Nuestra parroquia en el centro de Dublín, donde vivo, tiene un par de lugares de culto asociados y separados físicamente de la iglesia como tal, a saber, una capilla del Santísimo y una casa de atención a personas mayores durante el día. Con alguna frecuencia –por lo menos una vez a la semana– el prior me encomienda una de las dos misas que hay en la Capilla del Santísimo, que queda como a dos cuadras de nuestro convento. El lugar suele ser conocido como Capilla de San Martín, porque a su lado funciona una pequeña librería y otras dependencias que nacieron de la devoción a San Martín de Porres.
Como suele suceder en estos casos, en que las obras han crecido a ritmo de la Providencia, los espacios se distribuyen de un modo casi caprichoso. Así resulta que la capilla misma y su sacristía quedan en una especie de sótano al que se accede por escaleras directamente desde la calle (Parnell Square West).
La misa de 5.15 pm, la que he presidido ya un número de veces, reúne gentes diversas: personas que salen de su trabajo a las 5 pm, religiosas que no tienen misa en su convento, ancianos o enfermos que viven cerca, transeuntes o turistas sorprendidos por la existencia de ese pequeño lugar católico, y también esa otra proporción de hombres y mujeres que tienen dishbilidades más o menos pronunciadas. El sacristán mismo se mueve con dificultad por una deformidad en su columna vertebral. Hay una señora con una especie de parálisis facial, un hombre mayor que parece sufrir serias limitaciones mentales. Es un ambiente muy particular: la mirada distraida del turista, el cansancio del trabajador, la ausencia permanente del enfermo mental, la soledad estoica del anciano, la piedad férrea de la religiosa…

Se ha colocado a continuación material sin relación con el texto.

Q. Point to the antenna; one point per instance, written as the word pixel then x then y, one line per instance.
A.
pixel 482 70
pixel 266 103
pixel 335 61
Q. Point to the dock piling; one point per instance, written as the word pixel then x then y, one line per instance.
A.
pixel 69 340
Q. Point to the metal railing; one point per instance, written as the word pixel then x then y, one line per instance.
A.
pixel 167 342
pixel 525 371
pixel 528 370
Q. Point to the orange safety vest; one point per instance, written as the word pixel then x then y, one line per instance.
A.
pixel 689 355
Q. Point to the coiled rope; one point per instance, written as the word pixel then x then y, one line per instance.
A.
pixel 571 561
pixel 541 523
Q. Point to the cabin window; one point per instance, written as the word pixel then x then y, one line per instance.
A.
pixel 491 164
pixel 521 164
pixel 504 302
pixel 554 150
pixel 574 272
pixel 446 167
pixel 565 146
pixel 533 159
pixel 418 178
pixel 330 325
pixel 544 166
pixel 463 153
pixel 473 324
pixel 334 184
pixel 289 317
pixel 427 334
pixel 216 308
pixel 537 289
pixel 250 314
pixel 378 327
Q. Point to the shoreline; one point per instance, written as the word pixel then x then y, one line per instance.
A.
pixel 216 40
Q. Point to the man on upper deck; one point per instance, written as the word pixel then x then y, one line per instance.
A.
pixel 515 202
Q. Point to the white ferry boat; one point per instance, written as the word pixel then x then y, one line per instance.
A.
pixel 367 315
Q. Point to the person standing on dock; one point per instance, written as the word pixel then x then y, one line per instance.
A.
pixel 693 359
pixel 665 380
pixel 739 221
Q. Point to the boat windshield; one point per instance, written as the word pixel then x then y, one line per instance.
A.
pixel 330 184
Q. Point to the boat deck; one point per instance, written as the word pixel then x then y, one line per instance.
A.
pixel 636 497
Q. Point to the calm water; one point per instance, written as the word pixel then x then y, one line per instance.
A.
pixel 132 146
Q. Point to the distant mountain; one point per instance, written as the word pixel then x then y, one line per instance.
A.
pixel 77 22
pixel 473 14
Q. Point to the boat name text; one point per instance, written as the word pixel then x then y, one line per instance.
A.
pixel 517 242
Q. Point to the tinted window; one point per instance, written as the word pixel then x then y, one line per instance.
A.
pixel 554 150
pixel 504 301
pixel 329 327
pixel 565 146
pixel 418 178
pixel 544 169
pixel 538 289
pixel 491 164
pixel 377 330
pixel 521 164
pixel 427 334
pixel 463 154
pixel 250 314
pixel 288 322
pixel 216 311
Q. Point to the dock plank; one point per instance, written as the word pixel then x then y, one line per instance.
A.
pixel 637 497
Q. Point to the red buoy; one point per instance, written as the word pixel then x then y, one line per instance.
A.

Me llama la atención el hombre que tiene la limitación mental, a quien llamaré aquí Howard. Es relativamente autónomo en su moverse por Dublín. Anda solo y sus rutinas son elementales. Casi siempre lleva la misma ropa. Mira del mismo modo. Dice las mismas palabras. Y sobre todo eso me impacta de él. Si te lo encuentras cien veces, cien veces te repite lo mismo, y ¿qué te repite? Habla pausamente, para no equivocarse al pronunciar: “¿Cómo está, padre? Yo también estoy bien. Yo siempre rezo por usted, padre. Por favor, no me olvide en sus oraciones. Hasta luego, padre.“
¿Cómo será un ángel? ¿Habrá ya alguno que se llame Howard?